Are stallions obsolete?

New York Times columnist Maureen Dowd once wrote a book called Are Men Necessary? (Did I read it? Well, yes.) This weekend there’s an op-ed in the Times called “Men, Who Needs Them?” by one Greg Hampikian, professor of biology and criminal justice at Boise State University and the director of the Idaho Innocence Project.

I would suggest to Ms. Dowd and to Dr. Hampikian that they might want to take some extended vacation time in the land of Equestria, where the male/female ratio at birth is officially unstated — I speculated 40/100 in chapter 4 of The Sparkle Chronicles — and where stallions are apparently both prized for their rarity (no pun intended) and ignored for most everything else. Worldwide ponification is just a matter of time.

New(ish) story

You may have already noticed something else that WordPress considers a page rather than a post. And yes, it’s a story: Dead Pony Flying is a brief (2000 words or so) tale I knocked off in two and a half sessions and am still tuning. The title, of course, is a dead (sorry) giveaway.

Update, 19 August: It’s probably not going to get too much better than it is, so I’ve submitted it to FIMFiction as a one-shot.

Go cry, emo pony

For some reason, I felt compelled to explain My Little Dashie to a coworker today. (Having the poster for one of the film versions hanging in the office will lead to such things.)

And I completely and utterly lost it.
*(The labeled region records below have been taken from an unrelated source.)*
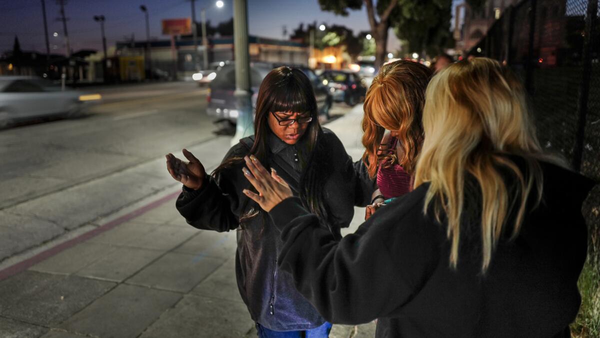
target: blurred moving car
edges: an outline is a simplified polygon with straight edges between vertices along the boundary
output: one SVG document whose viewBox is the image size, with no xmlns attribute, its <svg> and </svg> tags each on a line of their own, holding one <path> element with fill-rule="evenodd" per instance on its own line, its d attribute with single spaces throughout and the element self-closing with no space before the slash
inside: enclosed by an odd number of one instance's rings
<svg viewBox="0 0 600 338">
<path fill-rule="evenodd" d="M 326 70 L 321 74 L 323 84 L 328 86 L 336 102 L 346 102 L 353 106 L 362 102 L 367 94 L 365 81 L 349 70 Z"/>
<path fill-rule="evenodd" d="M 193 80 L 196 81 L 198 85 L 206 85 L 211 83 L 217 77 L 217 70 L 220 67 L 225 66 L 229 63 L 229 61 L 213 62 L 208 65 L 208 68 L 203 70 L 194 73 L 191 76 Z"/>
<path fill-rule="evenodd" d="M 0 128 L 37 117 L 77 116 L 84 106 L 98 102 L 100 94 L 86 94 L 41 78 L 0 76 Z"/>
<path fill-rule="evenodd" d="M 268 63 L 255 62 L 250 63 L 250 87 L 252 90 L 252 107 L 256 105 L 259 88 L 263 79 L 273 68 L 278 65 Z M 328 88 L 323 85 L 320 79 L 311 69 L 299 67 L 308 77 L 314 90 L 317 106 L 319 115 L 329 118 L 329 109 L 332 104 L 331 96 Z M 233 63 L 226 63 L 216 72 L 215 78 L 209 85 L 209 91 L 206 97 L 208 105 L 206 113 L 210 116 L 218 117 L 221 121 L 226 120 L 235 123 L 239 112 L 236 107 L 235 67 Z"/>
</svg>

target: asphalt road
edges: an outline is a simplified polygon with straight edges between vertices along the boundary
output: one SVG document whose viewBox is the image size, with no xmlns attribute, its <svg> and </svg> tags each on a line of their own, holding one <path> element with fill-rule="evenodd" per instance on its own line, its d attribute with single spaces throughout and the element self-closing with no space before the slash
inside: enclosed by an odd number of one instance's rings
<svg viewBox="0 0 600 338">
<path fill-rule="evenodd" d="M 215 137 L 194 83 L 86 90 L 103 103 L 82 118 L 0 131 L 0 210 Z"/>
</svg>

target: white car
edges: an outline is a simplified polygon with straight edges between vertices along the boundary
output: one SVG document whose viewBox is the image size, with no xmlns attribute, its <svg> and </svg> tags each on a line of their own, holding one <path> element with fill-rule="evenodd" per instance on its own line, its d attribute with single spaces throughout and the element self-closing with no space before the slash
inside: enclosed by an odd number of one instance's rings
<svg viewBox="0 0 600 338">
<path fill-rule="evenodd" d="M 99 94 L 62 91 L 41 78 L 0 76 L 0 128 L 37 117 L 74 117 L 85 106 L 101 99 Z"/>
</svg>

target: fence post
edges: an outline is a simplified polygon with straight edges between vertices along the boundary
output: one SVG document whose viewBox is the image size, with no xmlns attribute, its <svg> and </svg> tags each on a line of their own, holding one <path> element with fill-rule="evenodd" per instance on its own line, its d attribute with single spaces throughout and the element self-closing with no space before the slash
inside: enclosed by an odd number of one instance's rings
<svg viewBox="0 0 600 338">
<path fill-rule="evenodd" d="M 586 20 L 585 37 L 583 40 L 583 74 L 579 91 L 578 105 L 577 134 L 575 135 L 575 149 L 573 149 L 573 169 L 581 169 L 583 156 L 583 142 L 585 140 L 586 122 L 587 117 L 587 100 L 589 97 L 590 81 L 592 79 L 592 55 L 590 52 L 592 37 L 594 32 L 594 23 L 598 11 L 598 0 L 587 0 L 587 13 Z"/>
<path fill-rule="evenodd" d="M 533 67 L 535 63 L 533 60 L 533 45 L 535 43 L 535 17 L 538 11 L 537 0 L 531 0 L 531 7 L 529 8 L 529 41 L 527 49 L 527 64 L 525 65 L 525 88 L 530 95 L 533 95 Z"/>
</svg>

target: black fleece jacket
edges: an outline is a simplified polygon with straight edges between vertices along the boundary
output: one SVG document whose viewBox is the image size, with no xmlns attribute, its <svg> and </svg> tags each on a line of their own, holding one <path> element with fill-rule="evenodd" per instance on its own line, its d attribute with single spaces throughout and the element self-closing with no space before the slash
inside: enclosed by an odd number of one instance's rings
<svg viewBox="0 0 600 338">
<path fill-rule="evenodd" d="M 428 183 L 340 241 L 297 198 L 284 200 L 269 213 L 284 242 L 280 268 L 328 321 L 379 318 L 378 337 L 568 337 L 586 254 L 581 204 L 593 185 L 542 166 L 542 203 L 532 210 L 528 202 L 519 235 L 500 241 L 485 274 L 472 213 L 461 223 L 458 266 L 449 267 L 446 227 L 423 212 Z"/>
<path fill-rule="evenodd" d="M 323 143 L 329 155 L 327 166 L 319 164 L 323 170 L 329 171 L 322 189 L 329 212 L 329 223 L 328 228 L 322 226 L 330 233 L 340 236 L 340 229 L 347 227 L 352 220 L 354 206 L 364 206 L 370 201 L 375 183 L 368 178 L 361 162 L 352 162 L 331 131 L 323 128 L 320 142 Z M 273 161 L 275 156 L 284 152 L 282 147 L 269 142 L 271 152 L 264 164 L 267 168 L 275 168 L 283 176 L 284 170 Z M 242 157 L 248 150 L 242 143 L 238 143 L 232 147 L 225 159 Z M 291 167 L 296 165 L 293 154 L 280 158 Z M 184 189 L 177 200 L 177 209 L 188 223 L 196 228 L 237 230 L 238 287 L 254 321 L 275 331 L 304 330 L 320 326 L 325 320 L 296 291 L 292 276 L 277 268 L 281 239 L 268 216 L 242 192 L 243 189 L 250 188 L 242 173 L 243 166 L 240 164 L 224 170 L 217 179 L 208 177 L 198 191 Z M 250 209 L 258 215 L 245 221 L 240 229 L 240 216 Z"/>
</svg>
I mean, we’re talking a whole rack of bawls.

So if you saw something here, or elsewhere, with my name on it, and you thought it was overly emotional — well, I come by it naturally.

A different angle

If you just can’t get enough of Ordinary Guy Falls Hard for Twilight Sparkle and you don’t feel like waiting for me to conjure up something resembling a sequel to The Sparkle Chronicles, allow me to recommend My Little Earth: Human’s Are Special by Skyler Walker, which so far has been received well by FIMFiction readers. It’s not the same story by any means — Twilight in this version gets transmogrified into human form, thereby reducing the Squick Potential — but there are a couple of vaguely similar scenes. And Skyler, unlike me, was wise enough not to put too many constraints on where his story could go.

He says at the beginning:

I do hope you enjoy this offering. I don’t want flames, but if you have criticism I’ll gladly take it, if only to improve. If this isn’t your cup of tea, then I understand. Still, thank you for taking a moment to look.

If you liked The Sparkle Chronicles — or even if you didn’t like The Sparkle Chronicles — by all means, give this story a look. And pay no attention to the misplaced apostrophe in the title. We can’t all be copy editors.